Let’s look at the ERA leaderboards from April 2013 to see if we can even bet on the first month of the season. I personally think May 15 is the date to circle on your calendars for a fresh take, as that at least gets nearly 50 innings into the seasons of our starting pitchers. I’m sorting by ERA, because runs are what we fear most in this early juncture. It’s the category that almost begs us to overreact.



Let’s start at the top. Matt Moore owners were spraining their elbows patting themselves on the back last April. Moore finished the year with averages of 3.29 and 1.30, way below expectations on April 30. He was a sell high given how he was greatly overachieving his 20th ranking in Ks minus BBs divided by IP.

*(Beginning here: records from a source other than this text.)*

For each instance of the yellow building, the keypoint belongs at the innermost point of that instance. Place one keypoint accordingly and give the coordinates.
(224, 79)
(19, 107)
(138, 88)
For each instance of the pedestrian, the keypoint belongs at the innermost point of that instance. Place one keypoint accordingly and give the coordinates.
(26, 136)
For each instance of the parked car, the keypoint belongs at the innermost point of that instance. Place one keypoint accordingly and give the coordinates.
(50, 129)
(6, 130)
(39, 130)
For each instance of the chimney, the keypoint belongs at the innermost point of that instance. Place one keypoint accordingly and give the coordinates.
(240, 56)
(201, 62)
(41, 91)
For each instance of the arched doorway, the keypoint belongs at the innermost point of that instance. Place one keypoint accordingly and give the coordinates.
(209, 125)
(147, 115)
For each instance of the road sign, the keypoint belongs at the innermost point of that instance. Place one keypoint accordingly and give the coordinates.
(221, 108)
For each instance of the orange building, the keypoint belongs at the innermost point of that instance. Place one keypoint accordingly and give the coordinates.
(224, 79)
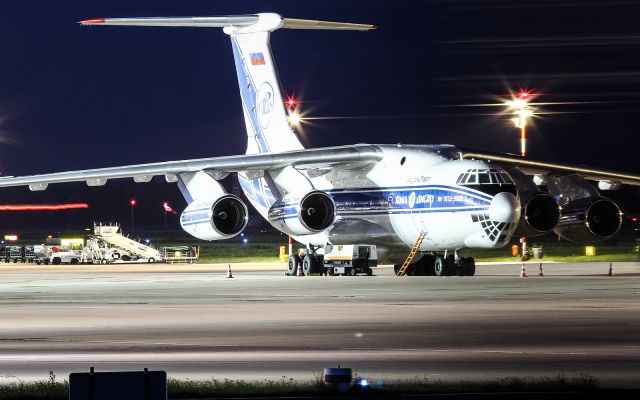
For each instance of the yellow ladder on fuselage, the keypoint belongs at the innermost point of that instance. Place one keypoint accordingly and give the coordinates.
(414, 250)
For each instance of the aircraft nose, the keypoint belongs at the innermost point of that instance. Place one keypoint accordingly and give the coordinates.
(504, 207)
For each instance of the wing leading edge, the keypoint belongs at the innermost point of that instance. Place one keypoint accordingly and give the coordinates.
(531, 167)
(216, 166)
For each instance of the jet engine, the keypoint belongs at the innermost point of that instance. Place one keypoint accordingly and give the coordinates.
(221, 218)
(311, 213)
(540, 214)
(540, 211)
(589, 219)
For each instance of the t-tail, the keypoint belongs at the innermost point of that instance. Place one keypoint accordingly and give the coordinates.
(265, 115)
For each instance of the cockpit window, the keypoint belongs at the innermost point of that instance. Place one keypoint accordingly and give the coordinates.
(490, 181)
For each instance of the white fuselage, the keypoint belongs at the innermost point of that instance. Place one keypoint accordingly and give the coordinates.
(412, 189)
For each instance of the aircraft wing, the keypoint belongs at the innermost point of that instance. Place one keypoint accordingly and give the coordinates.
(355, 156)
(532, 167)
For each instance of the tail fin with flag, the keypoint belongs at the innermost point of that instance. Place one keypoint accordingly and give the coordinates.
(265, 116)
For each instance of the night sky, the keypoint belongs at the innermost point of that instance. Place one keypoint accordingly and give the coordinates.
(74, 97)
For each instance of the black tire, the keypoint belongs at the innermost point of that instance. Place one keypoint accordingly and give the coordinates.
(308, 264)
(470, 266)
(292, 266)
(440, 266)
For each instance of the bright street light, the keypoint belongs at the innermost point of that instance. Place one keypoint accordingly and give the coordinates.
(521, 110)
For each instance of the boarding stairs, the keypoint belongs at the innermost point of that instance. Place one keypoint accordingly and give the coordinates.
(414, 250)
(110, 235)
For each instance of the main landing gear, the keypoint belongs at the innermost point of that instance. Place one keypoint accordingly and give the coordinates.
(441, 265)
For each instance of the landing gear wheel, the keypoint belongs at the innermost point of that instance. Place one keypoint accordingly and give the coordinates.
(470, 266)
(292, 267)
(440, 266)
(309, 264)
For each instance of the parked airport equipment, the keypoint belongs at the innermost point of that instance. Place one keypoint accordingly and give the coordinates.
(180, 254)
(17, 253)
(349, 259)
(122, 248)
(338, 379)
(130, 385)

Buchholz could not stay healthy. Verlander’s WHIP in retrospect was the sign of disappointment to come. (I rarely even look at ERA and especially do not bet on it.) Detwiler got hurt. Slowey reverted to career norms. Travis Wood’s rate of Ks minus BBs per inning was the better indicator for the rest of his season. I would have and did bet on Villanueva in a deep league. Looking at those numbers, that was smart. But maybe at his age, you pretty much are what you are.



Now let’s look from the bottom up. Notice even some of this bottom 25 proved very useful the rest of the season, meaning that they reverted to bullish expectations. That included Gonzalez, Price, Hamels, Sale and, most incredibly, Scherzer.

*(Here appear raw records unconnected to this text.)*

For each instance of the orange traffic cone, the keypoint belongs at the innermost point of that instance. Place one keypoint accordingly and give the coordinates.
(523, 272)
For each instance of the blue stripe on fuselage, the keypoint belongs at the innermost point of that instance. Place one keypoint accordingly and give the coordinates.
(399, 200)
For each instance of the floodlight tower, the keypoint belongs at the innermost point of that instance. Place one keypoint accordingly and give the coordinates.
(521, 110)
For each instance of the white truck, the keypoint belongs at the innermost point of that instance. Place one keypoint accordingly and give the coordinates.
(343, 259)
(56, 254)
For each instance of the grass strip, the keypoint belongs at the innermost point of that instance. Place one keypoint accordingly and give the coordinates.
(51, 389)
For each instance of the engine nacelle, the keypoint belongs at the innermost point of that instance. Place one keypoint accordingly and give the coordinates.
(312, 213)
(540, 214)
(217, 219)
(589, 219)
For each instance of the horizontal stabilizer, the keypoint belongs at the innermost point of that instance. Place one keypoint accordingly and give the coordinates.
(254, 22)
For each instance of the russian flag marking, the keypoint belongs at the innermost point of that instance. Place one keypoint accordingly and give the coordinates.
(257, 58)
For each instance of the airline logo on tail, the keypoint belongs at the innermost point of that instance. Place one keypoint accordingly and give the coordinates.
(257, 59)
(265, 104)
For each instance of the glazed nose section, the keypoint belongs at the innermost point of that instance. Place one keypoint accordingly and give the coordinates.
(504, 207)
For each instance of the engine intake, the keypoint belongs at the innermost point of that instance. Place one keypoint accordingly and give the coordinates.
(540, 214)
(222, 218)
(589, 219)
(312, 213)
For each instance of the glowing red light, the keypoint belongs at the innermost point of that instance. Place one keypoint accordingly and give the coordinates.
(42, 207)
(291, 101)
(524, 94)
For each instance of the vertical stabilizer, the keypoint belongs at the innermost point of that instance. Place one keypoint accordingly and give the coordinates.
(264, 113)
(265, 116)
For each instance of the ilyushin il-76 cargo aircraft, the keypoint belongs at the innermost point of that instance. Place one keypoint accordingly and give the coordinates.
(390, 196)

But Cain did not rebound as expected and neither did Dickey (the defending Cy Young Award winner) or Gallardo.


Predicting what I would have said (and maybe what I did say, you can check my Yahoo archives), I would have recommended betting on Price, Cain, Vogelsong, Estrada and Scherzer (look at that Ks minus BBs divided by innings pitched; anything over 1.00 is amazing). I would have been dead-on right about Scherzer (but who would have doubted that K/BB; so I can’t really give myself any credit there) and right enough about Estrada and Price (unattainable). But Cain and Vogelsong would have destroyed me, had I kept believing (which I do not think I would have, especially Vogelsong, a mere waiver-wire add on May 1).


The takeaway here is that April is too early. And April 8th is way too early. It’s a long wait for the season to start and getting off to a good start is always preferred. But churning someone you really believed in due to a bad early start is the kind of gross overreaction that we hate to see from our players’ real-life managers.


Exceptions are when velocity is down considerably and/or someone is hurt. We often don’t get good information on injuries and the tricky thing with early velocity is that April is the slowest month. So anything under 1.5 mph down from the prior year’s average should not even register.